Les autorités turques ont reproché à Tuncer Bakirhan, maire de la ville de Siirt, agglomération d'environ 130.000 habitants située dans le sud-est du pays, d'avoir "fait de la propagande" et "d'être membre" du Parti des travailleurs du Kurdistan (PKK). Cette organisation est qualifiée de "terroriste" par Ankara. Elu en 2014 sous l'étiquette du "Parti de la paix et de la démocratie", un parti d'opposition, il a été placé en détention provisoire et relevé de ses fonctions en novembre 2016. Il a été libéré en octobre 2019, mais la cour d'assises de Siirt l'a condamné à 10 ans et 18 jours d'emprisonnement ce même mois. La procédure à son encontre est toujours en cours.

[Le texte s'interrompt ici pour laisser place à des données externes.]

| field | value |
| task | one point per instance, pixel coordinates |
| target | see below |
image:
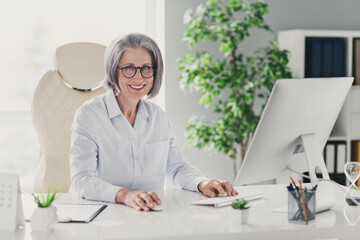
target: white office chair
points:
(79, 70)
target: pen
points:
(303, 201)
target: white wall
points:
(284, 14)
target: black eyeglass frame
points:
(136, 68)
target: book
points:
(356, 61)
(325, 57)
(81, 213)
(355, 154)
(313, 57)
(338, 58)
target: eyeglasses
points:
(130, 71)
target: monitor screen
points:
(293, 129)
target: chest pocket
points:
(155, 159)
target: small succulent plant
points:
(240, 204)
(43, 200)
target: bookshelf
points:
(315, 53)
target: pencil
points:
(303, 200)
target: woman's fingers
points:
(155, 197)
(228, 188)
(213, 187)
(141, 203)
(148, 199)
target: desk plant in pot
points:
(231, 83)
(44, 216)
(241, 204)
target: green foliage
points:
(240, 204)
(232, 83)
(44, 202)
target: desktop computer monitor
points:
(293, 129)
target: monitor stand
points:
(314, 158)
(325, 196)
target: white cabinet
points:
(347, 126)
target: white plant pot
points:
(43, 219)
(244, 216)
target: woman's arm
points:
(84, 162)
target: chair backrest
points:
(79, 70)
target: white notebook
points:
(223, 201)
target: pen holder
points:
(301, 206)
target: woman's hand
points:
(139, 200)
(211, 188)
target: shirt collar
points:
(114, 110)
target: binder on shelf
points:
(325, 57)
(356, 61)
(355, 154)
(338, 57)
(313, 51)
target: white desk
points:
(181, 220)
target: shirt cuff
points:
(110, 192)
(193, 185)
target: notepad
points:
(227, 201)
(81, 213)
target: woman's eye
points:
(129, 68)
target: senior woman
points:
(122, 146)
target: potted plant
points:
(44, 216)
(241, 204)
(229, 83)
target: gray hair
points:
(117, 48)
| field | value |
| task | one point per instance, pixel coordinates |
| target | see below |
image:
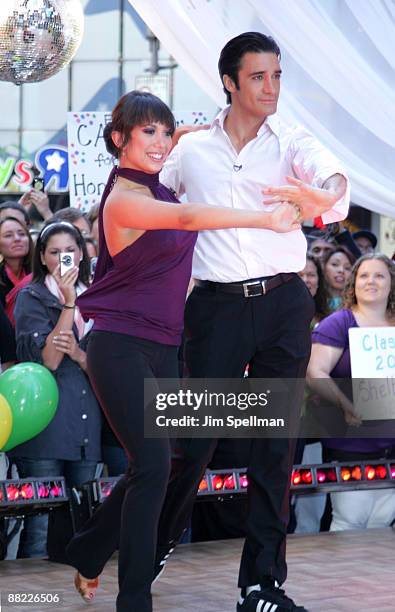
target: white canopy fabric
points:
(338, 59)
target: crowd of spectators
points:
(38, 322)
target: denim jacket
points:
(75, 429)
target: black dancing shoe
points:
(162, 556)
(268, 599)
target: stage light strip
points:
(305, 479)
(26, 492)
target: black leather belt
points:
(249, 288)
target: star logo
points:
(54, 161)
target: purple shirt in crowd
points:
(333, 331)
(141, 291)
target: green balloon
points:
(32, 393)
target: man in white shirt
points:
(248, 305)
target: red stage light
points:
(203, 486)
(326, 475)
(296, 477)
(106, 488)
(229, 482)
(27, 491)
(43, 490)
(345, 474)
(56, 490)
(370, 472)
(12, 492)
(356, 473)
(307, 476)
(244, 481)
(381, 472)
(218, 483)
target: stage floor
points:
(330, 572)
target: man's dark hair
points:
(232, 54)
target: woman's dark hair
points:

La CEDH "observe que le requérant a été privé de sa liberté pendant environ deux ans et 11 mois dont plus de deux ans et huit mois sous le régime de détention provisoire. Elle juge qu'il n'existait pas de motifs suffisants pour ordonner la privation de liberté du requérant dans l'attente de son jugement". "Pour la Cour, les activités reprochées au requérant revêtent un caractère clairement politique", poursuit le bras judiciaire du Conseil de l'Europe, basé à Strasbourg. "Vu le caractère fondamental du libre jeu du débat politique dans une société démocratique, la Cour n'a décelé aucune raison impérieuse susceptible de justifier la gravité de la mesure incriminée", ajoute la CEDH. "Elle estime que le fait de priver de sa liberté le requérant, un élu du peuple, pour une telle durée en raison de ses activités politiques s'analyse en une ingérence manifestement disproportionnée aux buts légitimes poursuivis. La privation de liberté en question n'était pas donc pas nécessaire dans une société démocratique", conclut-elle.
La Turquie est régulièrement condamnée par la CEDH, notamment pour des emprisonnements irréguliers. Estimant qu'elle a ici violé les articles 5.3 (droit à la liberté et à la sûreté) et 10 (liberté d'expression) de la Convention européenne des droits de l'homme, la CEDH la condamne à verser 10.000 euros au requérant pour dommage moral, et 3.000 euros pour frais et dépens.